Há seis anos, o diretor e ator Robert Redford havia levado para o cinema o romance de Neil Gordon “Sem Proteção“, onde tratou do Weather Underground a partir de um ataque fictício. De esquerda, o grupo terrorista entrou para a história a partir de atos promovidos ao final dos anos 1960, geralmente contra símbolos do capitalismo e do governo que à época operava.

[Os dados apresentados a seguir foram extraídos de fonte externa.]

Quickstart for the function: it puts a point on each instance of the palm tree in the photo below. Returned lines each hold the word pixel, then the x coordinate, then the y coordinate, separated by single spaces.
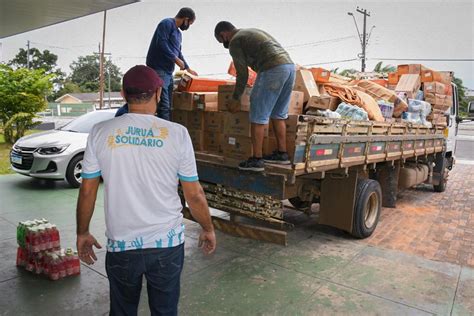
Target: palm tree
pixel 385 69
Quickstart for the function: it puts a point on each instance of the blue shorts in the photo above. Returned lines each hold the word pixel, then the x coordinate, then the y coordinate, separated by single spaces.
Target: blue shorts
pixel 271 94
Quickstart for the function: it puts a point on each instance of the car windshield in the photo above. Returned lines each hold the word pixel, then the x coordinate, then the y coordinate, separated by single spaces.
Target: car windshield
pixel 84 123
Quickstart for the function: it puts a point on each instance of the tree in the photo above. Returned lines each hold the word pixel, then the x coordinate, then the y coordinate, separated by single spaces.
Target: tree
pixel 463 100
pixel 46 60
pixel 22 94
pixel 85 74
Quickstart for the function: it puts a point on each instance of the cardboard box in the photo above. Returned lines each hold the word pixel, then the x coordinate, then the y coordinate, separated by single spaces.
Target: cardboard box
pixel 409 84
pixel 448 76
pixel 320 74
pixel 296 103
pixel 305 83
pixel 225 96
pixel 439 101
pixel 213 142
pixel 393 78
pixel 207 107
pixel 431 75
pixel 183 101
pixel 435 87
pixel 195 120
pixel 190 83
pixel 381 82
pixel 239 124
pixel 323 102
pixel 237 147
pixel 197 137
pixel 206 101
pixel 410 69
pixel 252 74
pixel 180 117
pixel 214 122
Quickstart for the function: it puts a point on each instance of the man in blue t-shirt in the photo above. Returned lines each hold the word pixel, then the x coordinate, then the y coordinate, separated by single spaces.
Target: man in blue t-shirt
pixel 165 52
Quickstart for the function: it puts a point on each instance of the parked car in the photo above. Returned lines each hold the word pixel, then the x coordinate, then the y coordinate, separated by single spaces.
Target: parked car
pixel 57 154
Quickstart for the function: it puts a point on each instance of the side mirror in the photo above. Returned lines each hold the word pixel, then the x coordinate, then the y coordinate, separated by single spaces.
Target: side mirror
pixel 470 108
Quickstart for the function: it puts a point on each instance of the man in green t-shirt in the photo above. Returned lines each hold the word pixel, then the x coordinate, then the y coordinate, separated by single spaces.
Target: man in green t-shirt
pixel 271 93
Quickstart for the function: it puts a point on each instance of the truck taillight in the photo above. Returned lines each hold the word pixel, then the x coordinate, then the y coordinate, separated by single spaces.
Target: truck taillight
pixel 446 132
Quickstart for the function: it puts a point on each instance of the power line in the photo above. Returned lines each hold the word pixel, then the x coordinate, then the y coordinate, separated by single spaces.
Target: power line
pixel 425 59
pixel 331 62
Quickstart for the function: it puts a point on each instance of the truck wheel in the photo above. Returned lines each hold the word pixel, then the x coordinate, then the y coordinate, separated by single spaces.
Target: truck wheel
pixel 367 208
pixel 74 170
pixel 441 187
pixel 300 204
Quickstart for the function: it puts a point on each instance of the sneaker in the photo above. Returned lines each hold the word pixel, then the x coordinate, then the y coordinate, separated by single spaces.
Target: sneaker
pixel 252 164
pixel 277 157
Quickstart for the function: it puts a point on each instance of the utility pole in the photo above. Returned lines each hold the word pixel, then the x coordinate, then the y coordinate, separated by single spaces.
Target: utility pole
pixel 108 72
pixel 101 67
pixel 28 54
pixel 363 38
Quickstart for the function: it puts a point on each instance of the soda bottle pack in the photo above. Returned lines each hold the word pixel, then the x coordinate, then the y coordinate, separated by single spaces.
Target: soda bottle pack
pixel 39 250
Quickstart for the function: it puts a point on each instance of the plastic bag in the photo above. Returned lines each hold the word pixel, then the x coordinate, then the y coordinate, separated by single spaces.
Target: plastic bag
pixel 386 108
pixel 352 112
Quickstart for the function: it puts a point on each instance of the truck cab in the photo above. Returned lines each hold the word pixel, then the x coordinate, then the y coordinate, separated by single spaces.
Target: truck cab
pixel 470 111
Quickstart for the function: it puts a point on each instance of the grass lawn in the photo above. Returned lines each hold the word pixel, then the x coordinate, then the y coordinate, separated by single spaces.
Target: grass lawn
pixel 5 154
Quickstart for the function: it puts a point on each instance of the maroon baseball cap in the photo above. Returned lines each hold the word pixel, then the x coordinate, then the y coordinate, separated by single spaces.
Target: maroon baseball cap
pixel 141 79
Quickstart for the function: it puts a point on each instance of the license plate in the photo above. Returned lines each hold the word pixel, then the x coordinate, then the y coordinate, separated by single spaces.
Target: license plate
pixel 16 159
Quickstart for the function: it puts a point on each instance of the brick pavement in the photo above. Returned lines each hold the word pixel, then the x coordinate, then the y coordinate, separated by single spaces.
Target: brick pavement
pixel 437 226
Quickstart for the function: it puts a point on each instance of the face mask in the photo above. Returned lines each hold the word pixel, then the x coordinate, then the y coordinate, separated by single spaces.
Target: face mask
pixel 184 27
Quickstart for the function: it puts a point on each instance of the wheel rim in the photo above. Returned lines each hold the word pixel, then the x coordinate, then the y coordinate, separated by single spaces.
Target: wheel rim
pixel 371 210
pixel 78 171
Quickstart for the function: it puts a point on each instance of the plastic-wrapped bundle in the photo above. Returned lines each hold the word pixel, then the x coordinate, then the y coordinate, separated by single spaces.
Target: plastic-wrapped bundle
pixel 386 108
pixel 352 112
pixel 412 117
pixel 419 106
pixel 324 113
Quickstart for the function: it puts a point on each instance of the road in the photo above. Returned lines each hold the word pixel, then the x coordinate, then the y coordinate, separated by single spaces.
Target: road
pixel 465 143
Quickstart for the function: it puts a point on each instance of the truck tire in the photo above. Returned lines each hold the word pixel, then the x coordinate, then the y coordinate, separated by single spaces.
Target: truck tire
pixel 441 187
pixel 367 208
pixel 300 204
pixel 73 171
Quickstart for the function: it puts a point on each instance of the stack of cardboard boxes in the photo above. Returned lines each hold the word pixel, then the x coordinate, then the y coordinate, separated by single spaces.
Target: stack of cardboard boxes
pixel 215 130
pixel 436 87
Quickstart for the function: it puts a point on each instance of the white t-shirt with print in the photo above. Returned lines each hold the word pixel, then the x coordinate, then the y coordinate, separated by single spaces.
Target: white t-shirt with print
pixel 141 159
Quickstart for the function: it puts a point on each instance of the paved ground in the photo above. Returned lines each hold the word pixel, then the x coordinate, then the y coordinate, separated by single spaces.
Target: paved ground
pixel 322 271
pixel 433 225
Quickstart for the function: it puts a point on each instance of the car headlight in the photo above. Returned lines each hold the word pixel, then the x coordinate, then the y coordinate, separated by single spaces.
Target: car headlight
pixel 52 150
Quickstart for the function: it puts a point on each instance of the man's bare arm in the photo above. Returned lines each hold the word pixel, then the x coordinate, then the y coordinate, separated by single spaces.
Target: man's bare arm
pixel 84 211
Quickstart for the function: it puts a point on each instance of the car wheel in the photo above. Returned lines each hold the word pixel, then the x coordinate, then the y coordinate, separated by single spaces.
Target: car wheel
pixel 74 170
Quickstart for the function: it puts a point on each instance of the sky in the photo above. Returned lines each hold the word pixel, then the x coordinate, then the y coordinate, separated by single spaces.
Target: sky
pixel 314 32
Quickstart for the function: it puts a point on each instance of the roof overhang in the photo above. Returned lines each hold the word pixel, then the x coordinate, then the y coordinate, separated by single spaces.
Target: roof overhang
pixel 19 16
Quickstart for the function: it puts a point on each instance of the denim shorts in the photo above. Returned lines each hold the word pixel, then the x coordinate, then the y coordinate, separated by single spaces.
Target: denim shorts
pixel 271 94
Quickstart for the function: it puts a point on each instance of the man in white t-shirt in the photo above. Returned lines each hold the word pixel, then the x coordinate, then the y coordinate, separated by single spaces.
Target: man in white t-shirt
pixel 142 159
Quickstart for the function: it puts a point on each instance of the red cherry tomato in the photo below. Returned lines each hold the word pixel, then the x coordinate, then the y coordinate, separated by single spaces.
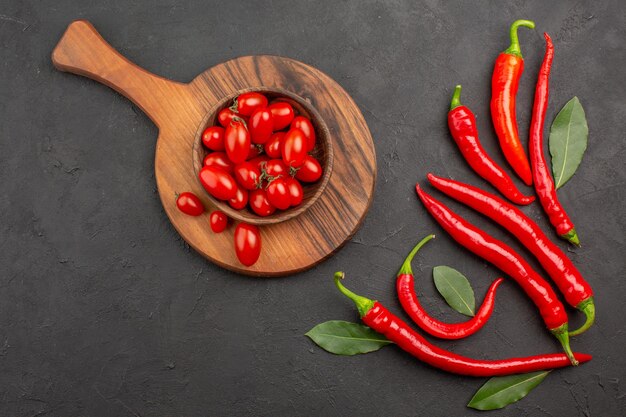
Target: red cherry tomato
pixel 219 160
pixel 225 116
pixel 276 167
pixel 310 171
pixel 274 145
pixel 282 113
pixel 237 142
pixel 295 191
pixel 247 103
pixel 260 204
pixel 213 138
pixel 294 148
pixel 240 199
pixel 247 243
pixel 218 183
pixel 278 194
pixel 260 160
pixel 248 175
pixel 261 126
pixel 305 125
pixel 255 150
pixel 189 204
pixel 218 221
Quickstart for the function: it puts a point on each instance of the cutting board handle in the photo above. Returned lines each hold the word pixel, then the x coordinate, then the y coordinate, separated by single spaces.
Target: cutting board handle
pixel 83 51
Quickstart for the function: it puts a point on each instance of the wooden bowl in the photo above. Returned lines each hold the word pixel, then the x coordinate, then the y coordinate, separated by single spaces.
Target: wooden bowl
pixel 323 152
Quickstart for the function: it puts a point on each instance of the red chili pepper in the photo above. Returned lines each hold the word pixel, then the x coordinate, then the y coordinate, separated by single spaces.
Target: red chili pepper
pixel 504 82
pixel 376 316
pixel 405 288
pixel 577 291
pixel 507 260
pixel 462 124
pixel 544 185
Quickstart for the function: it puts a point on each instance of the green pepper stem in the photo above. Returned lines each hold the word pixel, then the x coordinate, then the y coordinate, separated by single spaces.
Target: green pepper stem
pixel 572 237
pixel 563 336
pixel 587 307
pixel 514 48
pixel 456 97
pixel 406 269
pixel 362 304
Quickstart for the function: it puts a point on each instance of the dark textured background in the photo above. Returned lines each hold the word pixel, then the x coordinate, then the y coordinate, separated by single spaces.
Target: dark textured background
pixel 104 311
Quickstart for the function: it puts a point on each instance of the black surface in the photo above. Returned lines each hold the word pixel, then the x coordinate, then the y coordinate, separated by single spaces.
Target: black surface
pixel 104 311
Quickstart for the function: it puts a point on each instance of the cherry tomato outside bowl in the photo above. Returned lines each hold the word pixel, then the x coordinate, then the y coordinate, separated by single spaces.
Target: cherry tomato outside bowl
pixel 218 221
pixel 190 204
pixel 247 243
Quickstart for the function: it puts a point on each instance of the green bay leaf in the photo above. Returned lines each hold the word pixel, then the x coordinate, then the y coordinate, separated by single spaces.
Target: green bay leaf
pixel 501 391
pixel 455 289
pixel 568 141
pixel 346 338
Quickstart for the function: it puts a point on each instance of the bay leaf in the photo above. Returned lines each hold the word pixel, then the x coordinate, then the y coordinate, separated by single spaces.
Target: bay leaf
pixel 501 391
pixel 346 338
pixel 568 141
pixel 455 289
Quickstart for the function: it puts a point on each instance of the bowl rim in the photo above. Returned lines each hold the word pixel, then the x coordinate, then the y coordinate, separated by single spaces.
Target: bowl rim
pixel 279 216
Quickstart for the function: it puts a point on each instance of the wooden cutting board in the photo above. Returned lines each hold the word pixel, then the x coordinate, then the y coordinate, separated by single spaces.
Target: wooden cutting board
pixel 178 109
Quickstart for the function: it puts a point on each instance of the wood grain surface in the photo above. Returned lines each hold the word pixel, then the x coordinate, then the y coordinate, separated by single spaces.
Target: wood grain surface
pixel 179 110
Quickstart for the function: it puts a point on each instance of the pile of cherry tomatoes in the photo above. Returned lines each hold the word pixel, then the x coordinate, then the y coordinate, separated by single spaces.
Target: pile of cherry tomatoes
pixel 259 155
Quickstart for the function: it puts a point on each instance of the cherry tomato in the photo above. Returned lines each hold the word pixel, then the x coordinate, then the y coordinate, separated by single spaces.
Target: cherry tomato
pixel 305 125
pixel 218 221
pixel 219 160
pixel 295 191
pixel 294 148
pixel 247 103
pixel 247 243
pixel 225 116
pixel 310 171
pixel 219 183
pixel 189 204
pixel 240 199
pixel 248 175
pixel 261 126
pixel 276 167
pixel 260 204
pixel 260 160
pixel 282 113
pixel 274 145
pixel 213 138
pixel 278 194
pixel 255 150
pixel 237 142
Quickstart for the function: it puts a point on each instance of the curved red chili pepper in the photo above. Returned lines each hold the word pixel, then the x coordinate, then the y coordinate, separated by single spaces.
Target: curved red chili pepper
pixel 405 287
pixel 462 124
pixel 577 291
pixel 504 82
pixel 544 185
pixel 376 316
pixel 507 260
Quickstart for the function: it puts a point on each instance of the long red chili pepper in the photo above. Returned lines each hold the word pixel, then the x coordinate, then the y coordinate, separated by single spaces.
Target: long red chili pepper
pixel 376 316
pixel 507 260
pixel 405 288
pixel 544 185
pixel 504 82
pixel 577 291
pixel 462 124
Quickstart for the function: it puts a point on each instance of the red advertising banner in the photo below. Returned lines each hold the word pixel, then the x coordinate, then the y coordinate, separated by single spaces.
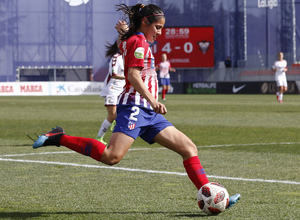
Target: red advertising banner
pixel 186 47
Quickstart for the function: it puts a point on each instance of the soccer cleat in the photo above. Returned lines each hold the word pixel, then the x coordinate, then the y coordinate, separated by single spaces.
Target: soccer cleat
pixel 100 139
pixel 49 138
pixel 112 126
pixel 233 199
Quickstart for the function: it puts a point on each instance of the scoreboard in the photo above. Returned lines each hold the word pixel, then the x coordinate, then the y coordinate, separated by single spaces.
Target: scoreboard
pixel 186 47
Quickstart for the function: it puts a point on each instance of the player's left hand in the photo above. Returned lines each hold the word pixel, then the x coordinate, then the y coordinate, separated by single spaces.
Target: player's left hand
pixel 159 108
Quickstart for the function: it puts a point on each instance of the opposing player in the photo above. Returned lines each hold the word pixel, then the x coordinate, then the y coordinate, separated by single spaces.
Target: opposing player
pixel 164 74
pixel 114 83
pixel 280 69
pixel 138 113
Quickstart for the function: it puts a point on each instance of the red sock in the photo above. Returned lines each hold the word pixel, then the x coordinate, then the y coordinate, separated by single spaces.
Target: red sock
pixel 163 94
pixel 195 171
pixel 86 146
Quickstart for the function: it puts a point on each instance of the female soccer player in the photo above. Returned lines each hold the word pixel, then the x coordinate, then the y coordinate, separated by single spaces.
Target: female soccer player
pixel 138 112
pixel 164 75
pixel 114 83
pixel 280 68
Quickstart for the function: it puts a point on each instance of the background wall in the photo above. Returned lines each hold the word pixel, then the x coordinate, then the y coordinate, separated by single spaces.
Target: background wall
pixel 73 34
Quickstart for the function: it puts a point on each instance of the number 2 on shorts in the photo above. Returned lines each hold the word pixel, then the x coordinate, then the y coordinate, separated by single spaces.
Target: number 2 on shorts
pixel 135 111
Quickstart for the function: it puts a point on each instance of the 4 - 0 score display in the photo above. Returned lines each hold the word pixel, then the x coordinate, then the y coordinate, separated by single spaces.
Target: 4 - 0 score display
pixel 186 47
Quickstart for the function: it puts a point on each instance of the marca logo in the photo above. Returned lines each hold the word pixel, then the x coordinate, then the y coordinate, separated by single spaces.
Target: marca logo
pixel 31 88
pixel 77 2
pixel 6 89
pixel 267 3
pixel 204 46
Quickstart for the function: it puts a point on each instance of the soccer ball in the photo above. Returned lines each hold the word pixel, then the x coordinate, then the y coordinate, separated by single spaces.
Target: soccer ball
pixel 213 198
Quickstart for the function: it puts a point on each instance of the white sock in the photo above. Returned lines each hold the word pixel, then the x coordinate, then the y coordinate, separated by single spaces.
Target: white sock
pixel 104 127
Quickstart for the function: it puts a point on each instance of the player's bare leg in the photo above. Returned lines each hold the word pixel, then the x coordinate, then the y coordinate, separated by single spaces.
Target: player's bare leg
pixel 118 146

Guardadas às devidas proporções, a cineasta estreante Annarita Zambrano faz um equivalente dessa premissa, desencadeando as tensões de “Depois da Guerra” a partir de um assassinato de um professor cometido em Bolonha, Itália. Estamos em 2002 e o ato está diretamente ligado a um crime do passado cometido contra um juiz, o que nos faz chegar a Marco Lamberti (Giuseppe Battiston), italiano que encontrou asilo político na França.

A vinda da jornalista Marianne (Maryline Canto) deixa tudo mais claro para a filha de Marco, a adolescente Viola (Charlotte Cétaire), e, consequentemente, para o público. É ele o principal suspeito por ordenar a morte da autoridade pública e o governo italiano exige agora a sua extradição. Temendo o seu destino, estuda a possibilidade de fugir para outro país, algo que Viola não está disposta a fazer.

A autenticidade de Annarita Zambrano, que escreve o seu roteiro em parceria com Delphine Agut, está em encenar as consequências de um passado bárbaro que parecia esquecido de um modo mais pessoal, no sentido de a sua trama ser ditada muito mais pelas tensões familiares do que as externas. Além disso, acertou na escalação do elenco, especialmente de Giuseppe Battiston, ator com um histórico cômico na cinematografia italiana exemplar em um papel denso.